Motherhood Even Before Childbirth
It begins with a woman's longing to be connected to a baby.
BY: Juli Loesch Wiley
Motherhood starts with conception. Pope John Paul II said that the Annunciation, the conception of Jesus in the womb of Mary, is a high point not only of the history of the human race but of the universe. At the Annunciation, the Word became flesh, became flesh in the body of a woman.
Men are often tempted to think that their bodies were made for their own use. To a great extent this is true for everyone: Your hands, sir, are yours, they are for your use, and mine are for my use. A man can indulge this illusion of autonomy even further by supposing that even his genitals are there for himself. They’re a source of at times almost compelling drives and intriguing sensations. Even his testes are useful for him, in that the hormones they produce provide certain secondary sexual characteristics he has an interest in maintaining.
But a woman’s body has all these nooks and crannies which are no use to us but evidently were put there for someone else. Don’t get me wrong: We women have our pleasure doodads and our own hormonal self-interest as well. But then, well, there’s the womb. That’s not there for me. I can do without it. It was obviously put there for someone else. The same is true of mature mammary glands, rich with branching ducts and reservoirs, as they are found in nursing mothers and as they are not found in childless females, however nubile and Parton-esque they may be.
Our female bodies are connectors: Inter-connectedness is not just a concept, it’s built into us. This gives us the sense that we find in Mary’s Magnificat, of being, within our own bodies, the living link between past and future: “Behold, all generations will call me Blessed...His mercy is on those who fear him, from generation to generation...As he spoke to our ancestors, to Abraham and to his posterity forever.”
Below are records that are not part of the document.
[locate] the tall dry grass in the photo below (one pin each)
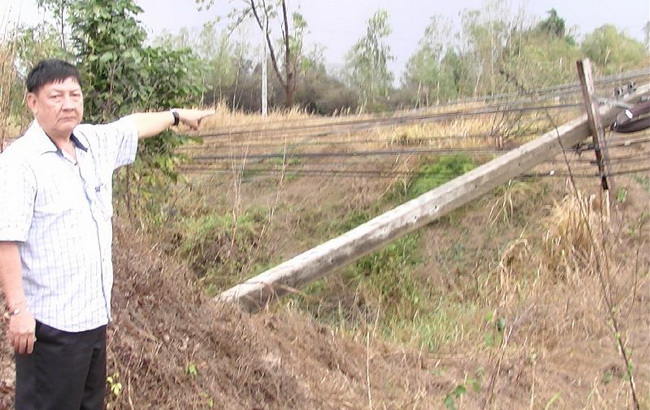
(7, 75)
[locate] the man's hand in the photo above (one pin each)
(21, 332)
(193, 118)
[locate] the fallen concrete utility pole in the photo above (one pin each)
(326, 258)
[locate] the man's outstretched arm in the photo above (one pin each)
(150, 124)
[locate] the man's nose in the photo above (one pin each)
(69, 102)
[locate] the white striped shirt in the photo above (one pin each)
(59, 211)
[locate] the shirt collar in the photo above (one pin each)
(43, 144)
Mary sees ancestors past, and posterity future, linked in the center of her being. Her person—her body, her soul, her faithful heart—is the connector. She who is more spacious than the heavens. This makes autonomy, as an ideal, a poor fit for women. Women have a special gift, even a genius, for bondedness.
In conception and pregnancy, the mother and the child form a kind of multi-personed continuity. They are kaleidoscopically interdependent. To me, it is somewhat perverse even to imagine a pregnant woman and her unborn child separately.
It seems to me that when a woman marries a man, she has a right to expect children—or at least an honest go at it. I had a friend, Callie, with two children, Mark and Sophie, 5 and 2. Callie was a fine homemaker, the picture of happiness nursing her strong and vigorous little daughter, and obviously good at mothering. One day she told me she felt blue, because she knew Sophie was her last. After her, there would be no more babies.
“Callie, that’s so sad. What’s the problem?” I asked. “I always wanted four kids or so,” she told me, “but Burt (that’s her husband) only wanted one. I kinda sneaked past him with Sophie. But when she was born, he insisted that I should have my tubes tied.”
Tubes tied at 28. Her eyes brimmed up, and I could feel the tears start in my own eyes too, tears of sympathy, but also tears of anger. It’s as if her husband, instead of saying to her, “Callie, I dearly cherish what you are as a woman, a wife, and a mother,” had said, “Honey, I’d like you a lot better if I could get you surgically disabled. Motherhood? Let’s cut that out right here. Let’s cut you down to size.”